Dan para ulama pun sangat sering menggunakan istilah salaf sehingga terlalu banyak untuk dihitung. Dan cukuplah salah satu contoh yang biasa mereka gunakan sebagai hujjah untuk memerangi bid’ah: ‘Segala kebaikan adalah dengan mengikuti jejak Salaf. Dan segala kejelekan ada pada bid’ahnya kaum khalaf
Tetapi ada sebagian orang yang mengaku ulama (ahlul ilmi) menolak penisbatan (penyandaran) diri kepada Salafi ini. Mereka menganggap penisbatan ini tidak ada asalnya sama sekali! Menurut mereka, seorang muslim tidak boleh mengucapkan : “Saya pengikut para Salafus Shalih dalam segala apa yang ada pada mereka baik dalam beraqidah, ibadah maupun berakhlak.”
Tidak diragukan lagi bahwa pengingkaran seperti ini, kalau memang demikian yang mereka maksudkan, menunjukkan adanya tindakan untuk melepaskan diri dari pemahaman Islam yang shahih (benar) sebagaimana yang dipahami dan dijalani oleh salafus shalih dan pemimpin mereka Rasulullah salallahu ‘alaihi wa sallam.

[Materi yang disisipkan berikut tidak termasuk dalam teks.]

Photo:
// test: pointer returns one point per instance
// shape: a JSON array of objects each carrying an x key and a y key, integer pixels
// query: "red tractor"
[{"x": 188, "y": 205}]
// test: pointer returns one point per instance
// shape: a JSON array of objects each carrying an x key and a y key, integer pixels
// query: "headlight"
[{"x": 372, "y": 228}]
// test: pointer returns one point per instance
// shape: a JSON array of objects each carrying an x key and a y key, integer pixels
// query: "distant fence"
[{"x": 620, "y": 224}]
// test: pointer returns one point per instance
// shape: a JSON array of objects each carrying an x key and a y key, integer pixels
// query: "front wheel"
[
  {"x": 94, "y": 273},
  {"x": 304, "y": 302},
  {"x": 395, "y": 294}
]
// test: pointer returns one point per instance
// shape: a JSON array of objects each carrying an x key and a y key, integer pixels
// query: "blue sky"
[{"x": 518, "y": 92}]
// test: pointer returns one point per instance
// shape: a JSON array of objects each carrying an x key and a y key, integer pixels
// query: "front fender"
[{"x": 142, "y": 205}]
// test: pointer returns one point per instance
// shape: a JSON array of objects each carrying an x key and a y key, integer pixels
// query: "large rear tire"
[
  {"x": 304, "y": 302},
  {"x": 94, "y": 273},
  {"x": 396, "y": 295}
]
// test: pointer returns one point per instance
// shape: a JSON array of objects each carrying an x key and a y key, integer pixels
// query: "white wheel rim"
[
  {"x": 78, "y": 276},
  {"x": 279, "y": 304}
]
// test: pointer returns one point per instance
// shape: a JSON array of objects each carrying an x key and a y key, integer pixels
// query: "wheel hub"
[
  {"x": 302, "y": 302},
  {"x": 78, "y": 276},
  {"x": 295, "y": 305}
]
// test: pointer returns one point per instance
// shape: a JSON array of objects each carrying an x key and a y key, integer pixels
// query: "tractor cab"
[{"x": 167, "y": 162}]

Seperti tersebut dalam hadits mutawatir yang terdapat dalam shahihain (Bukhari-Muslim) dan lain-lain bahwa Rasulullah salallahu ‘alaihi wa sallam bersabda: “Sebaik-baik manusia adalah generasiku (para Shahabatku), kemudian yang sesudahnya (Tabi’in), kemudian yang sesudahnya (Tabi’ut Tabi’in)”.
Oleh karena itu, seorang muslim tidak boleh melepaskan diri dari penisbatan kepada Salafus Shalih. Sebab tidak mungkin para ulama akan menisbatkan istilah salaf kepada kekafiran maupun kefasikan. Sementara orang-orang yang menolak penamaan itu sendiri, apakah mereka tidak menisbatkan dirinya kepada salah satu madzhab yang ada? Baik madzhab yang berhubungan dengan aqidah maupun fiqih? Mereka ini kadang-kadang ada yang menisbatkan dirinya kepada madzhab Asy’ariyah atau Maturudiyah.
Ada pula yang menisbatkan dirinya kepada para ahlul hadits seperti Hanafiyah, Malikiyah, Syafi’iyah, atau Hambaliyah yang (kelima madzhab yang terakhir ini) masih termasuk dalam lingkup Ahlus Sunnah wal Jama’ah. Padahal orang-orang yang menisbatkan dirinya kepada madzhab Asy’ariyah atau madzhab imam yang empat (al-Aimmah al-Arba’ah) tidak diragukan lagi bahwa mereka itu menisbatkan diri kepada person atau orang-orang yang tidak ma’shum (terpelihara dari kesalahan), meskipun diantara mereka terdapat ulama yang benar.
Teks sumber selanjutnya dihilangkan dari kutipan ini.